Issu de la branche Soundcloud, qui n’en finit plus de croître depuis 2018 et le renouveau de la scène underground, 63OG est un rappeur éclectique particulièrement fort dans le franglais à outrance et redoutable en DMV flow à la manière de ses deux “big homies” précédemment cités. Lazy et parfois incompréhensible pour un auditeur grand public, 63OG fonctionne comme les rappeurs outre-atlantique, “avant tout au feeling et selon la mélodie”, précise-t-il. Une affinité avec le beat qui se ressent tellement que, parfois, il en délaisse l’écriture pure pour se créer des facilités avec le rythme. Cela fonctionne, car lorsqu’on apprécie sa musique, on se laisse facilement aller comme si on écoutait un rappeur de Chiraq ou Atlanta dont on aime la musique et l’énergie sans forcément parvenir à les déchiffrer. 

Il cite le légendaire Chief Keef comme source d’inspiration, aux côtés de thaHomey & DirtyIceBoyz -encore eux-, Playboi Carti, Summrs, Ateyaba, ou encore Southlove, dont les chants doux et cotonneux se rapprochent de son style sur certains titres. Il se dit fier de venir de cette scène. Il se souvient, justement, que ce sont des artistes comme Freeze Corleone qui ont poussé la plateforme depuis 2015; tandis que d’autres, plus récents, comme thaHomey ou 8Ruki, ont repris le flambeau grâce à de nouveaux procédés et une imagerie encore plus calquée sur ce qui fonctionne aux Etats-Unis. Puisqu’il est forcément très proche des nouvelles tendances, 63og déclare que son featuring de rêve serait avec le jeune texan Kankan, dont la vibe est résolument associé au rager rap, style apparu dans le sillage de Whole Lotta Red, l’album manifeste du genre de Playboi Carti.
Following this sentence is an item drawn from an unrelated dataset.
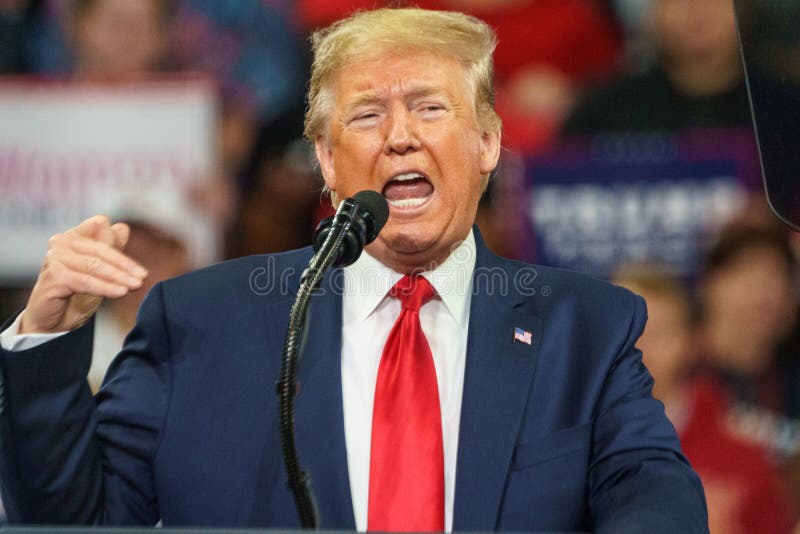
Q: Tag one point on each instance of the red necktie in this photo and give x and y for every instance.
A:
(406, 472)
Le style du rappeur bordelais est encore en formation. Il touche à un grand nombre de couleurs musicales pour exprimer sa liberté et satisfaire sa curiosité naturelle. A ce titre, il déclare : “Comme je n’aime pas écouter tout le temps la même chose, je n’aime pas faire les mêmes titres”. Avant d’ajouter : “Personne n’attend quoi que ce soit de moi, donc je suis libre”, en toute franchise. Une liberté, une fraîcheur et un enthousiasme qui augurent de bonnes choses tant il sait s’entourer et se connecter avec les autres artistes autour de lui. Il a d’ailleurs récemment posté “632Swag” avec le niçois Southlove, la collaboration est une réussite par l’homogénéité et l’énergie planante, solaire, qu’ils dégagent ensemble.
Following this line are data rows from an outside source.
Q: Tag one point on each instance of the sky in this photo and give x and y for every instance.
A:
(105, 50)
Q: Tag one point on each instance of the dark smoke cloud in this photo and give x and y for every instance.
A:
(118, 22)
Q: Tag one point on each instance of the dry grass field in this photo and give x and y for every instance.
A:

Son EP estival, Born Like a Roi, sur les productions digitales du talentueux Sevenonthetrack, a amené une bonne audience (environ 4000 auditeurs par morceau) et fut un projet sympathique pour un premier EP. A signaler ici : Double Cup & Exotic Drink, deux choix bien distincts et subjectifs. Le premier est un son trap aux allures californiennes, le second un ovni digital, trap, où son egotrip léger et sans contours se déploie tranquillement. 

Le jeune rappeur espère désormais une ascension dignes de celles de ses modèles du cloud cités précédemment, et pourquoi pas une signature en major. Il ne s’en cache d’ailleurs pas, et fait tout ce qu’il peut pour capitaliser sur son talent et son énergie particulière et protéiforme. Comme chanté, dans TT (pour Too Turnt), entouré de ses gars du 63WA, la racine : “Jamais je vais lack bro.” (Jamais je ne me reposerai sur mes lauriers, ndlr.)
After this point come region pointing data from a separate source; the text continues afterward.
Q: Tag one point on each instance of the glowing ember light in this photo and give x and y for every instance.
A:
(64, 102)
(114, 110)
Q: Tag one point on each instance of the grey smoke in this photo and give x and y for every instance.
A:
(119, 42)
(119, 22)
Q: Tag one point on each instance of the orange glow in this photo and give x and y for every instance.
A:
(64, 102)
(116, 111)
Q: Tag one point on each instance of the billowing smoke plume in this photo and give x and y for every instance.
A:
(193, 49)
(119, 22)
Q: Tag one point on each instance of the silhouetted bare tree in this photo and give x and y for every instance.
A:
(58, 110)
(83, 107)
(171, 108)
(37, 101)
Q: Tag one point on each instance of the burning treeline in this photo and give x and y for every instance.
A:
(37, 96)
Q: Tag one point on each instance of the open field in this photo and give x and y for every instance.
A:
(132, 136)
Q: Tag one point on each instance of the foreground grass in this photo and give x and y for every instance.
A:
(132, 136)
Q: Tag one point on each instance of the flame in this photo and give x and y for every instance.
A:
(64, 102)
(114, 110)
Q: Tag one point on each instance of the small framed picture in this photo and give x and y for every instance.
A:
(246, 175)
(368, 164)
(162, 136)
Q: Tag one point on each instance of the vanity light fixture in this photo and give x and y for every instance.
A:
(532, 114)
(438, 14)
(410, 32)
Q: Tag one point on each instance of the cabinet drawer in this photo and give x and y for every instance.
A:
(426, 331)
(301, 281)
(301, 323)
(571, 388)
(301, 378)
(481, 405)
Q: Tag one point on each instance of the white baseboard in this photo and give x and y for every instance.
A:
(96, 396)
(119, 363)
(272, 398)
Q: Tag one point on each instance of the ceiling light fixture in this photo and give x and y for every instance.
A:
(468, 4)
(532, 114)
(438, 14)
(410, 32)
En prime aujourd’hui, le rappeur bordelais sort son nouveau clip Dark Vador, réalisé par Wasscoast. Il s’agit du premier extrait de sa prochaine mixtape, prévue pour décembre et entièrement produite par thaHomey. Une mixtape en forme de deuxième balle dans sa courte carrière, seconde bullet venue de la scène montante qu’est Bordeaux où, finalement, on trouve aussi du rap transatlantique.